High data rate at high mobile speed will still be an essential requirement for the future 5G mobile cellular system. High frequency bands above 6 GHz are particularly promising for the 5G system because of large signal bandwidths such high frequencies can offer. By using high gain beamforming antennas, the problem of high propagation loss at high frequencies can be overcome. However, the use of beamforming antennas at such high frequencies requires a significant change in the design of a cellular system. In particular, it requires a significant change in key functions such as cell search, random access, measurement of beams for fast beam adaptation, and various physical control and data channels.

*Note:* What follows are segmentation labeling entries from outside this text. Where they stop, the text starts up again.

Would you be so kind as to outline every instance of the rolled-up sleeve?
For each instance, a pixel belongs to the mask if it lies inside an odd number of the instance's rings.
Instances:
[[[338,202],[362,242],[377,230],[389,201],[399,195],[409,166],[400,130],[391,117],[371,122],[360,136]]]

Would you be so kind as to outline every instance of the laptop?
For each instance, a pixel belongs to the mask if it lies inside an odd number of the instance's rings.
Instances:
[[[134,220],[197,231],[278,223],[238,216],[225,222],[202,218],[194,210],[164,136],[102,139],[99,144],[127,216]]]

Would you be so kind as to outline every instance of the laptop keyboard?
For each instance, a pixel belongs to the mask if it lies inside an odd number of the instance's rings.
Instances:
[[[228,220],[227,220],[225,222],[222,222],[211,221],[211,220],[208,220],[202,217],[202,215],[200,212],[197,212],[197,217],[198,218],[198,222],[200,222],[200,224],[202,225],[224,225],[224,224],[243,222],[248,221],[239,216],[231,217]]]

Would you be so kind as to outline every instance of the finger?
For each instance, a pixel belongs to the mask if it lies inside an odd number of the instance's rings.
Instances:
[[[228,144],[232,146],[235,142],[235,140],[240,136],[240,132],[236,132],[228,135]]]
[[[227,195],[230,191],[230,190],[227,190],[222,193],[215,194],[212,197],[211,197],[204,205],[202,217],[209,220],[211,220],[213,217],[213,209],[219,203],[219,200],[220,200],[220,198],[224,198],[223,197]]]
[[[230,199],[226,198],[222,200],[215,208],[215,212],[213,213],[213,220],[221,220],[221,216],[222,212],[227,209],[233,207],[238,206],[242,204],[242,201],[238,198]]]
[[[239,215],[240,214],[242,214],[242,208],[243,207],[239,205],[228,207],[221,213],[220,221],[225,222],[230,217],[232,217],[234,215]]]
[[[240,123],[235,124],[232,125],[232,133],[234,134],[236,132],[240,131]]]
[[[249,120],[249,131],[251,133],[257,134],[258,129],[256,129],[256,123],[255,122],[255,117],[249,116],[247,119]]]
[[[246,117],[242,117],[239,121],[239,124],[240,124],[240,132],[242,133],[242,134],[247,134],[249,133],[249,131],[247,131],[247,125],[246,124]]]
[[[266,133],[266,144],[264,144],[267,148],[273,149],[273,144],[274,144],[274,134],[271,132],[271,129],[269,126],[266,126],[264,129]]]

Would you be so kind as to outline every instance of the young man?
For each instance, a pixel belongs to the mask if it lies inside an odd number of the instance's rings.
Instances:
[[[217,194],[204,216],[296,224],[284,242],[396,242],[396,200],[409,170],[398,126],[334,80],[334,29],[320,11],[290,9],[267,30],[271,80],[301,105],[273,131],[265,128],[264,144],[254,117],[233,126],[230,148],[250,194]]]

In this paper, we propose a new radio frame structure for the future mobile cellular communications system at millimeter wave frequency that addresses such challenges. A testbed was built at Samsung Electronics, Korea, based on the proposed frame structure at 28 GHz with bandwidth of 800 MHz. It attained the downlink (DL) data rate of 7.5 Gbps by delivering four streams of 64 QAM data with code rate of 3/4 to two mobile stations (MSs) located in a close distance to the base station antennas at fixed positions. It also achieved the DL data rate of 1.2 Gbps by delivering single stream of 16 QAM data with code rate of 3/4 to an MS moving at 110 km/h in a single cell of up to 800 m in a line-of-sight environment. Finally, it implemented handover and achieved an average handover interruption time of 21 ms in a three-cell environment, and demonstrated feasibility of mobile cellular communications at millimeter wave frequency.